The NY pie is advertised as 16" in diameter, but it looked bigger and filled the takeout box. First inspection revealed some lovely "spicy cup" pepperoni sitting atop a sea of lightly cooked cheese. Most notable was the cornicione, which was thin and dark and a tell-tale sign of an old-school approach.
The entire crust was thin, crisp, rigid yet flexible in texture. Underneath, it was a uniform golden brown with little spotting. Its flavor matched the promise of its look, too. I imagine all the bread products are good here, and that bodes well for all the sandwiches on the menu.

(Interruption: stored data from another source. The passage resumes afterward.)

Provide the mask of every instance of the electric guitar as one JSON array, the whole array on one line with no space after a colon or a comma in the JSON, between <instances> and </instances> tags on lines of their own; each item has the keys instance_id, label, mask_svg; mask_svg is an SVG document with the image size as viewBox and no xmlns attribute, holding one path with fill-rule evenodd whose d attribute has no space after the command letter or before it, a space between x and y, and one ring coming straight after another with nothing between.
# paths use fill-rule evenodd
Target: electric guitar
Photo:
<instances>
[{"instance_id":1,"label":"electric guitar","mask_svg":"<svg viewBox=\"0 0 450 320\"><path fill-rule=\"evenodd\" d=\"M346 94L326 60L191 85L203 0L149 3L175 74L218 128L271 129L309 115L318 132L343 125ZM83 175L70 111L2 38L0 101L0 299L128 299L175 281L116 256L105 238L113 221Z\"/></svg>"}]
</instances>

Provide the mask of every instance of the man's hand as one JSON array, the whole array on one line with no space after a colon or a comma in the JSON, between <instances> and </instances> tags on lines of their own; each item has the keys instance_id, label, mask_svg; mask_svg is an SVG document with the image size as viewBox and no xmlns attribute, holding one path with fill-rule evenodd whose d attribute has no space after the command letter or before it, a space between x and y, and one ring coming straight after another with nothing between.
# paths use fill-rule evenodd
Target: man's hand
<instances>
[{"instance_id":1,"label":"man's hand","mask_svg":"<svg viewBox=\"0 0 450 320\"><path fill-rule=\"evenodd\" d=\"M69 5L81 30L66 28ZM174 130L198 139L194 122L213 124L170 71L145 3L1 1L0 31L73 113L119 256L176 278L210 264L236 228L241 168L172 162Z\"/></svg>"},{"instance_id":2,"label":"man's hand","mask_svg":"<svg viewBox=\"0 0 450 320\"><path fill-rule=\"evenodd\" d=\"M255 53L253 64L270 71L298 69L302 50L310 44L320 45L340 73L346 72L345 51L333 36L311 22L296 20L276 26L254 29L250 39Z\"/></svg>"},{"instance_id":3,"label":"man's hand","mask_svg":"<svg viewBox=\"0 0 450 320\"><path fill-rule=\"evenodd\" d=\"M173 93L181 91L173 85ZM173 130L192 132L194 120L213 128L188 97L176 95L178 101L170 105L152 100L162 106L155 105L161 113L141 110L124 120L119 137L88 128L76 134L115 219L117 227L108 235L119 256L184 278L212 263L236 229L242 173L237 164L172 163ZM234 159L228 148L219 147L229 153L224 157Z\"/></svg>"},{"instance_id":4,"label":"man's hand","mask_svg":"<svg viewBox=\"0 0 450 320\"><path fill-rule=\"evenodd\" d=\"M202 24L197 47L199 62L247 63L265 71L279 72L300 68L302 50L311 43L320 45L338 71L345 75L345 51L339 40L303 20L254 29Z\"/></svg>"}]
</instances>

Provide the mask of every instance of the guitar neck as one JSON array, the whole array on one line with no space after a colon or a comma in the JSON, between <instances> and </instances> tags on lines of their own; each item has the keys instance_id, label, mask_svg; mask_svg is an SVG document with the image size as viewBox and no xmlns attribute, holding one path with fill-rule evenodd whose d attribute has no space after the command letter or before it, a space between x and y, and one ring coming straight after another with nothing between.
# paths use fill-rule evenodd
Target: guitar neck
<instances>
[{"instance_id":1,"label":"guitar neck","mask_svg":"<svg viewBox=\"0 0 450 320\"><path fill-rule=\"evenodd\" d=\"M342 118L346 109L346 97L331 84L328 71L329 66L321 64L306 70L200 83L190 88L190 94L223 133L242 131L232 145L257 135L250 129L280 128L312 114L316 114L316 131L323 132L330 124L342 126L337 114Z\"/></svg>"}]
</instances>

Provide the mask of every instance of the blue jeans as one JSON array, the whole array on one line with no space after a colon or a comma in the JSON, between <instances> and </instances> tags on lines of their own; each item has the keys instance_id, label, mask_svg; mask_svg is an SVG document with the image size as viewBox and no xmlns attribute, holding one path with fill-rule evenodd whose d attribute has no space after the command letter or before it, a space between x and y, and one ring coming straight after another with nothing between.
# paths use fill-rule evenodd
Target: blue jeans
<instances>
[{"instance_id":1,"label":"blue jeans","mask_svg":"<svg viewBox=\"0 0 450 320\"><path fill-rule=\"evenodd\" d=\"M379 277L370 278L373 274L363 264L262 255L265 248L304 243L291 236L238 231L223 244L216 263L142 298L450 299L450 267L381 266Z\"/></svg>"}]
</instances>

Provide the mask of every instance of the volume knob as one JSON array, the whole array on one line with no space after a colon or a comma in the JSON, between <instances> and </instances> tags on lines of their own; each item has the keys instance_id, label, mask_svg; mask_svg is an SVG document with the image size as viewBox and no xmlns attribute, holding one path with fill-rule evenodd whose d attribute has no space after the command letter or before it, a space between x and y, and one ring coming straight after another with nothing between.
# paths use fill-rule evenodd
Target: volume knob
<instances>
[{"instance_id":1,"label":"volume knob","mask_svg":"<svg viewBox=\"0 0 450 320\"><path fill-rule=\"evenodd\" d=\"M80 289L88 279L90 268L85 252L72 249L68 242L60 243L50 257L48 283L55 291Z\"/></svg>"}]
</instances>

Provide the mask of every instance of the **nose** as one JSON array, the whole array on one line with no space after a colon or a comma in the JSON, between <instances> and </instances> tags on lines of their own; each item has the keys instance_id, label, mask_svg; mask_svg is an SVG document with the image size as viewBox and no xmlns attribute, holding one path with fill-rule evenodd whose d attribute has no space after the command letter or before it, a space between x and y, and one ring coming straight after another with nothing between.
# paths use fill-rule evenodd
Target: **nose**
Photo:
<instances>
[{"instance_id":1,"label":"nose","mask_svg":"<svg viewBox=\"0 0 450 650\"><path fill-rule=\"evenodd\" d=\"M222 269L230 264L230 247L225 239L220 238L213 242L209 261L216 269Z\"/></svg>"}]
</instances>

The sauce was lively, but applied sparingly and was almost invisible under the cheese. The cheese was tasty enough - conventional mozzarella - but I'd have enjoyed it more if it has acquired some top browning.
|Wood-fired dome oven|
The crust seemed perfectly cooked even as the cheese and pepperoni could have used a few minutes under a broiler. The pepperoni was fabulous - all told, this was an excellent NY style pizza, authentic in every way.
|Underside of the NY slice|
The Detroit pie was the drawing card, though. This pie had an entirely different look, having been baked in a pan. It did have the crusty cheese on the edges, but it was about the same color as the dough. On other Detroit pies I've had, the caramelized cheese took on a much darker hue.
|Detroit slice edges|
The crust was thick, as expected. It had a nice airy interior, but it was more dense than the Detroit pie at Norma's, for instance, or its Sicilian cousin at NY Pizza Suprema. It had a lovely golden crunch underneath. And, of course, the cheese-crusted edges were a delight as we scrambled for the premium corner squares.
|Light and airy|
This pie was exceptionally well balanced, with perfect proportions of cheese and sauce on top. The excellent sauce was riding on top and applied generously.

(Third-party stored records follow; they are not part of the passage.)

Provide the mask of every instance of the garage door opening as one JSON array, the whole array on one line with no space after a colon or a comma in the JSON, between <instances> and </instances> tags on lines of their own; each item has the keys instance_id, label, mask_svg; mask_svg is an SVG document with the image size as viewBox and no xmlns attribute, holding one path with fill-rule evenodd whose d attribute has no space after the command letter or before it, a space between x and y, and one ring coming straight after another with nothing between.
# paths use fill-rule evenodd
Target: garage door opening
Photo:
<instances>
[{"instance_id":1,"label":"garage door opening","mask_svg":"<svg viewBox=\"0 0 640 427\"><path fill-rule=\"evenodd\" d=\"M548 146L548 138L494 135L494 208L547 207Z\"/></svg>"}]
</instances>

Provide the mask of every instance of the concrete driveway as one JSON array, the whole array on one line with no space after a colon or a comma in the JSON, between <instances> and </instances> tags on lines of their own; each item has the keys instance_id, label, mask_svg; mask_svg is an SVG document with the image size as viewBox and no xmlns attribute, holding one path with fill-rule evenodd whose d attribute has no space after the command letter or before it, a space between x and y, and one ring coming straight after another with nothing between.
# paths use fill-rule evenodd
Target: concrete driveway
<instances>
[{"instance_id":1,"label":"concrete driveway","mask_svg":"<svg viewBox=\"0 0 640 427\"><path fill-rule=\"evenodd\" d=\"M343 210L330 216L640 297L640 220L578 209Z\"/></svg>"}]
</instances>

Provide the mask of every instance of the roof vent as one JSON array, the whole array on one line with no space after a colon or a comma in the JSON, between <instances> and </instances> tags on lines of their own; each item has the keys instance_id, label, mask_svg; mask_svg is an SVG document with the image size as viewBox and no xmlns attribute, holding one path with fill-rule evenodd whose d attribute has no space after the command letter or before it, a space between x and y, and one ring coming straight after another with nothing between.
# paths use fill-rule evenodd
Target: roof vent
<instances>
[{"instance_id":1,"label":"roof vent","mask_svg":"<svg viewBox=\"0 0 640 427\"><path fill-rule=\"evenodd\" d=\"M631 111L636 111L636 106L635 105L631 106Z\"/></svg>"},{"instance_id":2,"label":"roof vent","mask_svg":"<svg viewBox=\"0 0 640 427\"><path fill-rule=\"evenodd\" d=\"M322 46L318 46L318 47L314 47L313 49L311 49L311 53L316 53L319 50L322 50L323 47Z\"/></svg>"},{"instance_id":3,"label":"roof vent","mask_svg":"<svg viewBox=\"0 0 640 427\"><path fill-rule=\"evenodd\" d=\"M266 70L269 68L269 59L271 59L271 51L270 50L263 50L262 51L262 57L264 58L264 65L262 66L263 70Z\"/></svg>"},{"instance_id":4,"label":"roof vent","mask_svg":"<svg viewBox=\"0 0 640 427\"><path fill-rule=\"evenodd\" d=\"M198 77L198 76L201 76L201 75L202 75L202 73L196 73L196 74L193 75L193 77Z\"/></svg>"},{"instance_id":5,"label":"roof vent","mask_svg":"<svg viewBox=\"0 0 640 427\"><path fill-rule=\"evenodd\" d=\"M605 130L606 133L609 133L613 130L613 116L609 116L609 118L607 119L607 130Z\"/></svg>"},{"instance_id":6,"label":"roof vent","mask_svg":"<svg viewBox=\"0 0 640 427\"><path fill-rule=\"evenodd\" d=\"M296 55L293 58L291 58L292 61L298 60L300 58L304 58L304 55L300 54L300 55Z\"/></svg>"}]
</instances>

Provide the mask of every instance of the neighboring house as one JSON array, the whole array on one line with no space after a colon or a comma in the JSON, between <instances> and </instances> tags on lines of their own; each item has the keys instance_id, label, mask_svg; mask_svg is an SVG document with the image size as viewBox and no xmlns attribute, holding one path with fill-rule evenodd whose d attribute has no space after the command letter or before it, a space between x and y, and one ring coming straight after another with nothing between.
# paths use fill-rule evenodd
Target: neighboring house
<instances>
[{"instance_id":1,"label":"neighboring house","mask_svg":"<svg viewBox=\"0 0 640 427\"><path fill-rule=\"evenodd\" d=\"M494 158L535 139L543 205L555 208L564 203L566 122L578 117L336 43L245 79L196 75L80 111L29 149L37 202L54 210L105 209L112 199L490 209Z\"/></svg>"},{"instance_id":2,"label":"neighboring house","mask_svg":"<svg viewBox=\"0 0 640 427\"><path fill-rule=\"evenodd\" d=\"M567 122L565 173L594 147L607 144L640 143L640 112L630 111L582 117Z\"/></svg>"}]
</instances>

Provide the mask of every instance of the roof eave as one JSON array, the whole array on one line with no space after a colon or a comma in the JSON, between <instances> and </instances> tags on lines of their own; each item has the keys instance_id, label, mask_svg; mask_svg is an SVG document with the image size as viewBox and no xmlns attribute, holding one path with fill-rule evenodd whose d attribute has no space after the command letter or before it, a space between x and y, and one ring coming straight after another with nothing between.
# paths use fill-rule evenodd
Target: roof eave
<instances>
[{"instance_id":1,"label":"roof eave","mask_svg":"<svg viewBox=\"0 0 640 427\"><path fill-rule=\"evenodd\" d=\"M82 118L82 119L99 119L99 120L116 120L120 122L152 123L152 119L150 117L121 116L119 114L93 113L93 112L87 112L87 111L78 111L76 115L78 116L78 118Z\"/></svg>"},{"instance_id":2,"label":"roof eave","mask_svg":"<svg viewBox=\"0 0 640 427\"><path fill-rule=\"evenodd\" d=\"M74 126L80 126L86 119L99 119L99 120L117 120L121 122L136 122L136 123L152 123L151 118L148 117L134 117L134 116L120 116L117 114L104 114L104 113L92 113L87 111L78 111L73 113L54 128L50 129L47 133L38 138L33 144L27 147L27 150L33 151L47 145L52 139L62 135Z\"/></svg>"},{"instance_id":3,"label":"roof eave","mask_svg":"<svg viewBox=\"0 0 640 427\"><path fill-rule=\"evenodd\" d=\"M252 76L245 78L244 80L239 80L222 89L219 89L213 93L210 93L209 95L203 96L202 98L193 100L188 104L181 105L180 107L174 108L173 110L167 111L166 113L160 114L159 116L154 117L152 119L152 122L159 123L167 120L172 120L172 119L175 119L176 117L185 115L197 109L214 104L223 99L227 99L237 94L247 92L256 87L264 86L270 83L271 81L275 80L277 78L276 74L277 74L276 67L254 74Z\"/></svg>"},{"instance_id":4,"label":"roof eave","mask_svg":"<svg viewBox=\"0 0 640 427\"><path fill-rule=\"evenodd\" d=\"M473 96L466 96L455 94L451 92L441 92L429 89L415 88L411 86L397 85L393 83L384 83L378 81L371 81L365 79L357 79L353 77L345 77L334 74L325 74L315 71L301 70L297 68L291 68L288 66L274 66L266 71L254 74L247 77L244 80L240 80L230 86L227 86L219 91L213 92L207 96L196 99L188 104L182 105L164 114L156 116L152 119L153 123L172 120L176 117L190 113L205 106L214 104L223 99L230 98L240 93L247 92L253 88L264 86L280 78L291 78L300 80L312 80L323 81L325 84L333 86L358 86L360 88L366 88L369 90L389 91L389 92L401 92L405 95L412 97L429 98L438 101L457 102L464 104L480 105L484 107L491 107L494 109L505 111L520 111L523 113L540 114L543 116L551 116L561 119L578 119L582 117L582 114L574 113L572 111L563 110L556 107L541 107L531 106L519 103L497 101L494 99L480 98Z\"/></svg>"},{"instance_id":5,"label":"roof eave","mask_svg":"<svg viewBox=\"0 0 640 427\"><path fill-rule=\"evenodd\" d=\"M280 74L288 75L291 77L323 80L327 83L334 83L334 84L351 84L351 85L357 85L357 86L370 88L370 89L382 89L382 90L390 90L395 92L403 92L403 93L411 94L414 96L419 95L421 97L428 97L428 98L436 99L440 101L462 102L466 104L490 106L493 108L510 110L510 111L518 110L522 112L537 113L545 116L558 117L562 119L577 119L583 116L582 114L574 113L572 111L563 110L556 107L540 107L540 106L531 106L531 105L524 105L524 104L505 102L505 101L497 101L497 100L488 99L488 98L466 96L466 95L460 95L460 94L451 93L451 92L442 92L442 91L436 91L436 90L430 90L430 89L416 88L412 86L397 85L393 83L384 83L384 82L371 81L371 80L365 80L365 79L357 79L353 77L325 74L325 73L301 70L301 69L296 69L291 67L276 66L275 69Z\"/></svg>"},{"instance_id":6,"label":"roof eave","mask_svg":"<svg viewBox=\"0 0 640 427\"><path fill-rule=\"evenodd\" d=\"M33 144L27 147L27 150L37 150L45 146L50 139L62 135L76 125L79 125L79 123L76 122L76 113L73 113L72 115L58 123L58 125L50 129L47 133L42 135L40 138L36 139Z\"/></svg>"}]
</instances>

The sausage also sat atop the pie, and we were glad about that. Some Detroit pies and Chicago deep-dish pizzas are made with the bad habit of burying the meat under the cheese, which denies the sausage or pepperoni the chance to get browned and crisp.
|Underside of a corner slice|
All told, this terrific bakery and restaurant in an outer Philly suburb is - much like the highly acclaimed Via 313 in Austin - succeeding at crafting two very different kinds of authentic pizza. It's hard enough to get a decent NY slice; Collegeville Bakery nails it and then cooks up a superb Detroit style pie. Destination pizza.